COACHING SESSION: EIGHT THINGS YOU CAN S TART DOING TODAY TO STOP PUSHING LOVE AWAY
1. Learn to identify deactivating strategies. Don’t act on your impulse. When you’re excited about someone but then suddenly have a gut feeling that s/he is not right for you, stop and think. Is this actually a deactivating strategy? Are all those small imperfections you’re starting to notice really your attachment system’s way of making you step back? Remind yourself that this picture is skewed and that you need intimacy despite your discomfort with it. If you thought s/he was great to begin with, you have a lot to lose by pushing him or her away.
2. De-emphasize self-reliance and focus on mutual support. When your partner feels s/he has a secure base to fall back on (and doesn’t feel the need to work hard to get close), and when you don’t feel the need to distance yourself, you’ll both be better able to look outward and do your own thing. You’ll become more independent and your partner will be less needy. (See more on the “dependency paradox” in chapter 2).

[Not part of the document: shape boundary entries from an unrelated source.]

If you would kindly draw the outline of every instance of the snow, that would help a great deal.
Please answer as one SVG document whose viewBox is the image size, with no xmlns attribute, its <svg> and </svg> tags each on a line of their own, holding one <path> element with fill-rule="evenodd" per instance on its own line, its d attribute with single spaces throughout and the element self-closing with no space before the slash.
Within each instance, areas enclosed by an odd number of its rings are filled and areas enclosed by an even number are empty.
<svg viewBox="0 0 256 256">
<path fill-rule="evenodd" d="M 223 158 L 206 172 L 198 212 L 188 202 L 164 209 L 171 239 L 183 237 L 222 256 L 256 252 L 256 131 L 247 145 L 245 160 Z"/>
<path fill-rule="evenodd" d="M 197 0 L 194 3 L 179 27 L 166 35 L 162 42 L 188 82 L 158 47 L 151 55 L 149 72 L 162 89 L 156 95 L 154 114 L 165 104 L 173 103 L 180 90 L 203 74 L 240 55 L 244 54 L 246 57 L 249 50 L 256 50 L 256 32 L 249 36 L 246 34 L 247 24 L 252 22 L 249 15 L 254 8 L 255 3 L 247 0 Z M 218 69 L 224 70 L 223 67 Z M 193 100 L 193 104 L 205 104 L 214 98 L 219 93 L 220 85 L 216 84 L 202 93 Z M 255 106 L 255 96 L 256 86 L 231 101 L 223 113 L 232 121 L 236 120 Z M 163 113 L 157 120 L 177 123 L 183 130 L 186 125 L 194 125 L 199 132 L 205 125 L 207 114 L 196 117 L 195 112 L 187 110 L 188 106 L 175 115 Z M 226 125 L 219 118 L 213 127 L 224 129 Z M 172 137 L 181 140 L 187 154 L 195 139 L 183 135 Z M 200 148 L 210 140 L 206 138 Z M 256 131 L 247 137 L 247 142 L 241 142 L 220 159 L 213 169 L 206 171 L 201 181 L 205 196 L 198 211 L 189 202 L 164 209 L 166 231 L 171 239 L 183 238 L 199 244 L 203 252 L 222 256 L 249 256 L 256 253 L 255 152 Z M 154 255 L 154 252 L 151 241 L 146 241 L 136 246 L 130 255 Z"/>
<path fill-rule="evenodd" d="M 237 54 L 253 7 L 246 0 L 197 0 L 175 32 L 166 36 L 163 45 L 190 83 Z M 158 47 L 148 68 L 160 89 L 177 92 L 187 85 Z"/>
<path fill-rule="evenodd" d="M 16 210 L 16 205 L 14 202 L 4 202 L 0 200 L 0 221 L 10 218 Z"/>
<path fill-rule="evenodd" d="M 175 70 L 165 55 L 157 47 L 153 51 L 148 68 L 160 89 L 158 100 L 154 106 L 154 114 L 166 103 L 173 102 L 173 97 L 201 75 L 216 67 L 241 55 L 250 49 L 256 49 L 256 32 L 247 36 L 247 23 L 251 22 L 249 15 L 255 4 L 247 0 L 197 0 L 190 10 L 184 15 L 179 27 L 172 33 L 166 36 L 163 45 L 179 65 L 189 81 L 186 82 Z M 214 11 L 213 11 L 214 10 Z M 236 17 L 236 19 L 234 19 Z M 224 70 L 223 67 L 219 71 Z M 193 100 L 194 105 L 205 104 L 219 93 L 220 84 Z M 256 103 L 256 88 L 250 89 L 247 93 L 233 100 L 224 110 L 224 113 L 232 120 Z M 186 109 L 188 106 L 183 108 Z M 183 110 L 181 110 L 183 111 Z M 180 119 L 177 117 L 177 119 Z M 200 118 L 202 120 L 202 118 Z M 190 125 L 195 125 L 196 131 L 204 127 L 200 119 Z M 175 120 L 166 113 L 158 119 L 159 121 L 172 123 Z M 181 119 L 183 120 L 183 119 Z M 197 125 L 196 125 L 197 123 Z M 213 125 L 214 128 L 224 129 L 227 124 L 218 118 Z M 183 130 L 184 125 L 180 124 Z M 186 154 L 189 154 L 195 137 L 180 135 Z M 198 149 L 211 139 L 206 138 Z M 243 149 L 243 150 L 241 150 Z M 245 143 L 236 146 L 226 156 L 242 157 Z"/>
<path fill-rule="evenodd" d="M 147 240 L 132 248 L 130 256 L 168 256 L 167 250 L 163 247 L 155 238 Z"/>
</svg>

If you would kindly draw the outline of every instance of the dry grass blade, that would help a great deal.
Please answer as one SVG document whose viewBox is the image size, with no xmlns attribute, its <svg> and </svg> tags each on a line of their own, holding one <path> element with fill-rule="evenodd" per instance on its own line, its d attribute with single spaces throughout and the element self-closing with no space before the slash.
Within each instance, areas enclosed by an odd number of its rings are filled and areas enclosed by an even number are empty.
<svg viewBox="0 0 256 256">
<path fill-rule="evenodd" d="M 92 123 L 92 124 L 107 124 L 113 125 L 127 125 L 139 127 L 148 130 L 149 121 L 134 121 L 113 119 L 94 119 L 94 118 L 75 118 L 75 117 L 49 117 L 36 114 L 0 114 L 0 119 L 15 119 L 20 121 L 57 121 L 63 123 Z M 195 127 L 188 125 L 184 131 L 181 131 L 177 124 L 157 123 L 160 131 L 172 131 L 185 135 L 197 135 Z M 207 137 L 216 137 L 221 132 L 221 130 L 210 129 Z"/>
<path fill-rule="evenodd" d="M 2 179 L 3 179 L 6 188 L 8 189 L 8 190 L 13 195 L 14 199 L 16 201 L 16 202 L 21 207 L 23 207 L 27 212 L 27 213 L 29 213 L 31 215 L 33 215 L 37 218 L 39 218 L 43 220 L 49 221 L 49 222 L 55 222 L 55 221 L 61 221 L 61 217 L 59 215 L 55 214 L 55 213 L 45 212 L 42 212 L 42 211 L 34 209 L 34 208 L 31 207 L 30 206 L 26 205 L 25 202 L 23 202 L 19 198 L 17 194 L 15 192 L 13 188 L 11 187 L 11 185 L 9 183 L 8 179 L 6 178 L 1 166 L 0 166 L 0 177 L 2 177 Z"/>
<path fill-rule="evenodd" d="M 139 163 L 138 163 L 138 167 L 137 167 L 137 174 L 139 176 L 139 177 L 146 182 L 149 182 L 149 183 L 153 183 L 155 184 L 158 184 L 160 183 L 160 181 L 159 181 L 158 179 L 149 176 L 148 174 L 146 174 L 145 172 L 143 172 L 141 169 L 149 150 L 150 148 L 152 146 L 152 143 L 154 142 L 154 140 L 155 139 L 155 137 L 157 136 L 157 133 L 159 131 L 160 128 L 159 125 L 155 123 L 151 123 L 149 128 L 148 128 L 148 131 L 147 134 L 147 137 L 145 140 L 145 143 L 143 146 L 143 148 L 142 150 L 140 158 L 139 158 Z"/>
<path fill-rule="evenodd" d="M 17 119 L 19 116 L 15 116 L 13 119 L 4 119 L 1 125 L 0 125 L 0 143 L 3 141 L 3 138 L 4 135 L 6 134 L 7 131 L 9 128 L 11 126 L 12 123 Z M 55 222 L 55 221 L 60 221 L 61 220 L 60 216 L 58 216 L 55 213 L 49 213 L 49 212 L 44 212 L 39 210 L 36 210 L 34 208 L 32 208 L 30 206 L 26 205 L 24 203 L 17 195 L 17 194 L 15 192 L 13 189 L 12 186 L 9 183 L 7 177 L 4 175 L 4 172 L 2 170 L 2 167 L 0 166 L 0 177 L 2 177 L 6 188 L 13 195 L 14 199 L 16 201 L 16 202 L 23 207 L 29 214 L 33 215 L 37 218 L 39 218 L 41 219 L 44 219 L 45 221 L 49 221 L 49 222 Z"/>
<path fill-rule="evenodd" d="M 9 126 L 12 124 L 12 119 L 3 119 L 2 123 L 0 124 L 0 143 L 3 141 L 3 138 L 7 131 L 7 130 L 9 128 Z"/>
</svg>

3. Find a secure partner. As you will see in chapter 7, people with secure attachment styles tend to make their anxious and avoidant partners more secure as well. Someone with an anxious attachment style, however, will exacerbate your avoidance—often in a perpetual vicious cycle. Given a chance, we recommend you choose the secure route. You’ll experience less defensiveness, less fighting, and less anguish.
4. Be aware of your tendency to misinterpret behaviors. Negative views of your partner’s behaviors and intentions infuse bad vibes into the relationship. Change this pattern! Recognize this tendency, notice when it happens, and look for a more plausible perspective. Remind yourself that this is your partner, you chose to be together, and that maybe you’re better off trusting that they do have your best interests at heart.

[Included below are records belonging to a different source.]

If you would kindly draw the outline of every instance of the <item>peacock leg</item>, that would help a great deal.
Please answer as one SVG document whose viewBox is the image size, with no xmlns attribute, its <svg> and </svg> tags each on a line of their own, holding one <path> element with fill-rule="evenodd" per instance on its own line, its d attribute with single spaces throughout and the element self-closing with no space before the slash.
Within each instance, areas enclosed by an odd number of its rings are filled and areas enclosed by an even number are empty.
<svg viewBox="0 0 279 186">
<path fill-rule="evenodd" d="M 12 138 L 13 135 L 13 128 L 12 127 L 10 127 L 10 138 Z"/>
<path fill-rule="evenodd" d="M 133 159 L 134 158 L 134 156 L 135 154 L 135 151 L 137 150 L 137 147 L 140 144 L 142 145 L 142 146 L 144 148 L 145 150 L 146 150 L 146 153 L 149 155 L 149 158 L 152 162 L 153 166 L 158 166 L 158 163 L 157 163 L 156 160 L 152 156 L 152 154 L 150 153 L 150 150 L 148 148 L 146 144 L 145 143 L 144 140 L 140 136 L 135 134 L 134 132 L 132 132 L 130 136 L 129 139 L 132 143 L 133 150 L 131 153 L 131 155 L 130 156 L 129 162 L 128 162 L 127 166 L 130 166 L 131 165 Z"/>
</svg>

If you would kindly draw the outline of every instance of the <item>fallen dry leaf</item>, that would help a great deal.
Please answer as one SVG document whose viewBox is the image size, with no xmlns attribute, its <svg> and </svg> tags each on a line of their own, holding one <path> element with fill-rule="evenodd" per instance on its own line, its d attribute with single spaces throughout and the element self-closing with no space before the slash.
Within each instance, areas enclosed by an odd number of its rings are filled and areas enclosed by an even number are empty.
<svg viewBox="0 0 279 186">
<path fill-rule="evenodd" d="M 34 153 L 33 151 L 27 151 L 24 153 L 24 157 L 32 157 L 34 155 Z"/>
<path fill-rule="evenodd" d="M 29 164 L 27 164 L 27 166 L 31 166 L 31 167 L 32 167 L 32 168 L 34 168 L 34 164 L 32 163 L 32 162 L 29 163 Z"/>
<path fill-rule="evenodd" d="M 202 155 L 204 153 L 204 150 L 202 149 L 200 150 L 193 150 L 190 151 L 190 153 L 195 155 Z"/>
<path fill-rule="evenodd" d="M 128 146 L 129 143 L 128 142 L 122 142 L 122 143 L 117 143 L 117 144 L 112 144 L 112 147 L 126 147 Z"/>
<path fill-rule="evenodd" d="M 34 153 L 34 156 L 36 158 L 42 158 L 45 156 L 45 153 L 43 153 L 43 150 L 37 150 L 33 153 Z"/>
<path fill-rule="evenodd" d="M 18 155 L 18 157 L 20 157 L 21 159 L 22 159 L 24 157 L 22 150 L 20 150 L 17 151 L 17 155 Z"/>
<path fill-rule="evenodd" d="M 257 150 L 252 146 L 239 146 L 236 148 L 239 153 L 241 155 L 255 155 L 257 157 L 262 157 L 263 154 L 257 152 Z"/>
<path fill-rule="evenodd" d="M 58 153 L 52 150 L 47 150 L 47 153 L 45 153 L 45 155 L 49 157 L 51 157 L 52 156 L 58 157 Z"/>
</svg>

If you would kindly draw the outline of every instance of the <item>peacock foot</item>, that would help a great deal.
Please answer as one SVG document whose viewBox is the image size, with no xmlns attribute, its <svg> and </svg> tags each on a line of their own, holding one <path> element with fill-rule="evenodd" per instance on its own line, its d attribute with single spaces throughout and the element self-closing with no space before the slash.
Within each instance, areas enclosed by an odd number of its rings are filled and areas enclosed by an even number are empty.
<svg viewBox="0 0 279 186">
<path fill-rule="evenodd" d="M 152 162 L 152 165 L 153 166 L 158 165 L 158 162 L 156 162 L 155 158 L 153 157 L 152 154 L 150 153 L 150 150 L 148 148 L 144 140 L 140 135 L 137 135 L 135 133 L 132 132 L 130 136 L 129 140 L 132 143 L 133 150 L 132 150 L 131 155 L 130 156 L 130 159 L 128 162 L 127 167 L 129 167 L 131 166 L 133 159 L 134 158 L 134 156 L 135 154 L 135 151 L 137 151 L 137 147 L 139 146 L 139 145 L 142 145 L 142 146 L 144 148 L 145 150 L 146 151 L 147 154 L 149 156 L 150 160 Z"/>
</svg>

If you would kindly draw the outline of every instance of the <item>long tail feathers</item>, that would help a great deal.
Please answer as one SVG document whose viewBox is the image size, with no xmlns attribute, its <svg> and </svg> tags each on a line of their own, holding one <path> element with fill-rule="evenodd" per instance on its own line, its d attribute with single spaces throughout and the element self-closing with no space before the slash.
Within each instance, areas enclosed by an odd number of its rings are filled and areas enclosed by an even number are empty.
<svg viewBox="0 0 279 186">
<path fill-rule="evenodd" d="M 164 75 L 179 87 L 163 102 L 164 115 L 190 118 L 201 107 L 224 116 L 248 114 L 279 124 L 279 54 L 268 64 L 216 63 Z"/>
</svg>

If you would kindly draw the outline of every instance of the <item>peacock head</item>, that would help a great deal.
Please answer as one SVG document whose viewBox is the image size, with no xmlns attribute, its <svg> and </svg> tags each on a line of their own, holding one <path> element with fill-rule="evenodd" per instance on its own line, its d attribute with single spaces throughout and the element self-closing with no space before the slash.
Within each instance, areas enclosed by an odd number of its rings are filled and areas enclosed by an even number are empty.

5. Make a relationship gratitude list. Remind yourself on a daily basis that you tend to think negatively of your partner or date. It is simply part of your makeup if you have an avoidant attachment style. Your objective should be to notice the positive in your partner’s actions. This may not be an easy task, but with practice and perseverance, you’ll gradually get the hang of it. Take time every evening to think back on the events of the day. List at least one way your partner contributed, even in a minor way, to your well-being, and why you’re grateful they’re in your life.

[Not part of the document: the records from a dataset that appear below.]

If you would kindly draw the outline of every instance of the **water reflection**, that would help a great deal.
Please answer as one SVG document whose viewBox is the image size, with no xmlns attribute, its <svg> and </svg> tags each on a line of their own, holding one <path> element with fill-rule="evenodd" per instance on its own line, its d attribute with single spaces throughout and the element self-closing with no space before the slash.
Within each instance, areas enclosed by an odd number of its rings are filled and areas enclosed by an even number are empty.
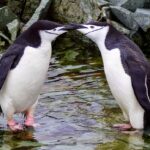
<svg viewBox="0 0 150 150">
<path fill-rule="evenodd" d="M 17 133 L 0 130 L 1 150 L 27 150 L 41 146 L 42 144 L 35 139 L 33 130 L 26 129 Z"/>
<path fill-rule="evenodd" d="M 35 116 L 39 127 L 12 133 L 1 116 L 0 149 L 149 149 L 149 134 L 124 134 L 112 129 L 123 117 L 108 88 L 102 62 L 96 57 L 79 57 L 70 63 L 66 58 L 65 63 L 52 59 Z M 15 118 L 22 123 L 20 116 Z"/>
</svg>

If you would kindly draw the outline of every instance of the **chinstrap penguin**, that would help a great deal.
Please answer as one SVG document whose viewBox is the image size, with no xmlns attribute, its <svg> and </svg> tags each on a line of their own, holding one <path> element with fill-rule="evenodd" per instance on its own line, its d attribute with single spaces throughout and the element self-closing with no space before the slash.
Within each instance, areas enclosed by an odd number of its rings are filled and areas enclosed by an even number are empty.
<svg viewBox="0 0 150 150">
<path fill-rule="evenodd" d="M 23 127 L 13 119 L 24 113 L 25 125 L 34 126 L 34 110 L 46 78 L 51 43 L 69 27 L 39 20 L 23 32 L 0 59 L 0 106 L 12 130 Z"/>
<path fill-rule="evenodd" d="M 92 21 L 72 26 L 99 47 L 110 90 L 129 122 L 114 127 L 149 128 L 150 63 L 140 48 L 108 23 Z"/>
</svg>

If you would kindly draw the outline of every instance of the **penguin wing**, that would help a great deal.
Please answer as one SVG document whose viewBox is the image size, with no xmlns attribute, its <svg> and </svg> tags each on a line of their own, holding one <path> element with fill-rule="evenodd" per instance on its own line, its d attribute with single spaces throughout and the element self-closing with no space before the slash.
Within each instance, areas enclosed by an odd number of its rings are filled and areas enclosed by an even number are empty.
<svg viewBox="0 0 150 150">
<path fill-rule="evenodd" d="M 0 89 L 2 88 L 9 71 L 17 65 L 23 54 L 21 45 L 13 44 L 0 59 Z"/>
<path fill-rule="evenodd" d="M 150 110 L 150 73 L 148 73 L 150 72 L 150 65 L 146 61 L 135 59 L 128 59 L 126 64 L 139 104 L 143 109 Z"/>
</svg>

6. Nix the phantom ex. When you find yourself idealizing that one special ex-partner, stop and acknowledge that he or she is not (and never was) a viable option. By remembering how critical you were of that relationship—and how leery you were of committing—you can stop using him or her as a deactivating strategy and focus on someone new.
7. Forget about “the one.” We don’t dispute the presence of soul mates in our world. On the contrary, we wholeheartedly believe in the soul mate experience. But it is our belief that you have to be an active party in the process. Don’t wait until “the one” who fits your checklist shows up and then expect everything to fall into place. Make them into your soul mate by choosing them out of the crowd, allowing them to get close (using the strategies we offer in this chapter) and making them a special part of you.
8. Adopt the distraction strategy. As an avoidant, it’s easier to get close to your partner if there’s a distraction (remember the experiment with a distraction task). Focusing on other things—taking a hike, going sailing, or preparing a meal together—will allow you to let your guard down and make it easier to access your loving feelings. Use this little trick to promote closeness in your time together.
For additional avoidance-busting tips, see chapter 8.